Another answer is that I've discovered that helping other people achieve their dreams really means a lot to me. For a while, I had my own fantasy fiction webzine, and finding the right stories to publish out of the hundreds of submissions was immensely satisfying to me, particularly when I found out it was the first sale for that writer. I'm very good at writing, but I feel now that my true calling is as an editor. I
understand story at a level that has led a lot of my professional writing friends to seek my advice when they're stuck. The problem is that I have no idea how to break into this side of the field without the kind of credentials it would take years to build.

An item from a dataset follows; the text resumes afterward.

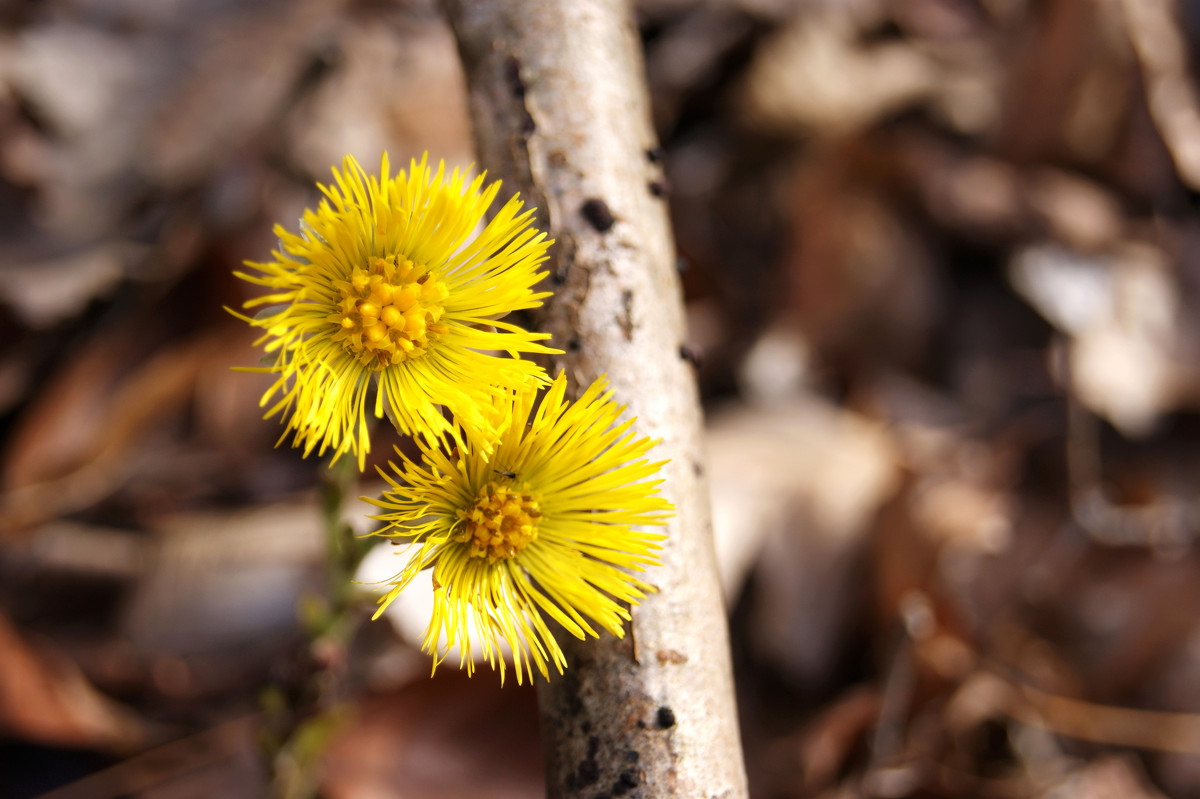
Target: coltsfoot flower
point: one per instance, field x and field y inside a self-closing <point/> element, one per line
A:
<point x="545" y="527"/>
<point x="388" y="286"/>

But this leads me to the next stage. When I was fired at Borders, it gave me the free time to help one of my coworkers with her music. So I took classes at the local access TV station, made a show featuring her and her music, and now I'm not only continuing the show with new artists to showcase, I'm in school again taking more classes where I can maybe make something in this field my career. The dream would be making music videos, but even if I'm just a camera guy on the local newscast, I think I'll still do what I can to help local artists out with live clips, video features, music videos, whatever.
Finally (finally!), it sounds corny, but I try to be the person who believes in other peoples' dreams. It's sometimes very lonely wanting something that most people around you don't understand, and sometimes all it takes is for a friend to ask what you're working on and can they see it to provide the motivation to take that next step.